Newer & adjunct agents (quick)

  • Ramelteon / melatonin — MT1/MT2 agonists; for sleep-onset insomnia; no dependence; safe in elderly; no abuse potential.
  • Suvorexant, lemborexant — orexin (hypocretin) receptor antagonists; promote sleep by blocking wakefulness drive; caution in narcolepsy.
  • Hydroxyzine — H1 antihistamine with anxiolytic use, no dependence.
  • Daridorexant — newer dual orexin antagonist.

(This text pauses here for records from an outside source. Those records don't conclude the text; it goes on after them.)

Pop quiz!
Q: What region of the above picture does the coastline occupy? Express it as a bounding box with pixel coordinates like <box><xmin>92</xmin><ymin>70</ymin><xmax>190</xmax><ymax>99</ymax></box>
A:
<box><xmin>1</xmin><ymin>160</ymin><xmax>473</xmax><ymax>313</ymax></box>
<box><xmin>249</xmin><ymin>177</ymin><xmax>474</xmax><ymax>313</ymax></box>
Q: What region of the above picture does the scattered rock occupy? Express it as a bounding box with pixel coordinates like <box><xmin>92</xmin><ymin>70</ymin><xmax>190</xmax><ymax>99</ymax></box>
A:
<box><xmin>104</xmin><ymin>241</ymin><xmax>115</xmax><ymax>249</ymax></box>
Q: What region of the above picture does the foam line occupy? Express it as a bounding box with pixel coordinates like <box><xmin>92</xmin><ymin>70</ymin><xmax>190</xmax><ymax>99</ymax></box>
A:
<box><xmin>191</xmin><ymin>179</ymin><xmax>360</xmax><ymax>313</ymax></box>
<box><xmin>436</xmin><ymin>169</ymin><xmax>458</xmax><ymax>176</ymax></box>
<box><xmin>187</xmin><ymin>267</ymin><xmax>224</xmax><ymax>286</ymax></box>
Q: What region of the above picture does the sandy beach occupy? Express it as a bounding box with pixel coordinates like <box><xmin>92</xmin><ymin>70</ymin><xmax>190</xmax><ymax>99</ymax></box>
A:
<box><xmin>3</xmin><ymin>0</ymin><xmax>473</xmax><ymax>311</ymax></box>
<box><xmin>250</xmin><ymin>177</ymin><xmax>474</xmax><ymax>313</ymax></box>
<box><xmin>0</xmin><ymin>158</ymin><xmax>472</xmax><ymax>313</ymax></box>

Recently asked / exam angle

  • Mechanism stems: "Benzodiazepines increase the frequency of GABA-A chloride channel opening" — repeatedly tested; barbiturates increase duration.
  • Subunit: BZDs bind the α–γ2 interface; zolpidem is α1-selective.
  • LOT drugs (lorazepam, oxazepam, temazepam) — glucuronidation only, preferred in liver disease and elderly — classic single-best-answer.
  • Flumazenil — competitive BZD antagonist; can precipitate seizures; short t½ → re-sedation; contraindicated in mixed TCA overdose.
  • Buspirone — 5-HT1A partial agonist, delayed onset, no dependence, not for acute anxiety, used in GAD with substance-abuse history.
  • Status epilepticus — IV lorazepam first-line.
  • Drug of choice for alcohol withdrawal with deranged LFTs — lorazepam/oxazepam.
  • Withdrawal seizures with abrupt cessation of short-acting high-potency BZDs (alprazolam).
  • Zopiclone — metallic/bitter taste; Z-drugs → complex sleep behaviours.
  • Geriatric prescribing / Beers criteria — avoid long-acting BZDs.
  • Floppy infant syndrome with peripartum BZD use.

Rapid revision

  1. BZDs = positive allosteric modulators → increase frequency of Cl⁻ channel opening; need endogenous GABA.
  2. Barbiturates increase duration and open the channel directly at high dose → no ceiling → lethal overdose.
  3. BZD binding site = α–γ2 subunit interface; zolpidem is α1-selective.
  4. LOT — Lorazepam, Oxazepam, Temazepam — glucuronidated, no active metabolite, safe in liver disease & elderly.
  5. Diazepam/chlordiazepoxide → active metabolite nordiazepam (t½ ~100 h) → accumulation.
  6. Lorazepam IV = first-line for status epilepticus; midazolam = procedural sedation.
  7. Buspirone = 5-HT1A partial agonist, slow onset (1–2 wk), no sedation/dependence, GAD; useless acutely.
  8. Flumazenil = competitive BZD-site antagonist; short t½ → re-sedation; can cause seizures, avoid in TCA co-ingestion.
  9. Z-drugs act at the BZD site (α1), reversible by flumazenil; cause sleep-driving/eating; zopiclone → bitter taste.
  10. BZDs suppress REM & slow-wave sleep; stopping → REM rebound/nightmares.
  11. Abrupt stop of short-acting high-potency BZD → withdrawal seizures; taper or switch to diazepam.
  12. In the elderly, avoid long-acting BZDs (falls, fractures, Beers list); prefer ramelteon/melatonin or low-dose short-acting agents.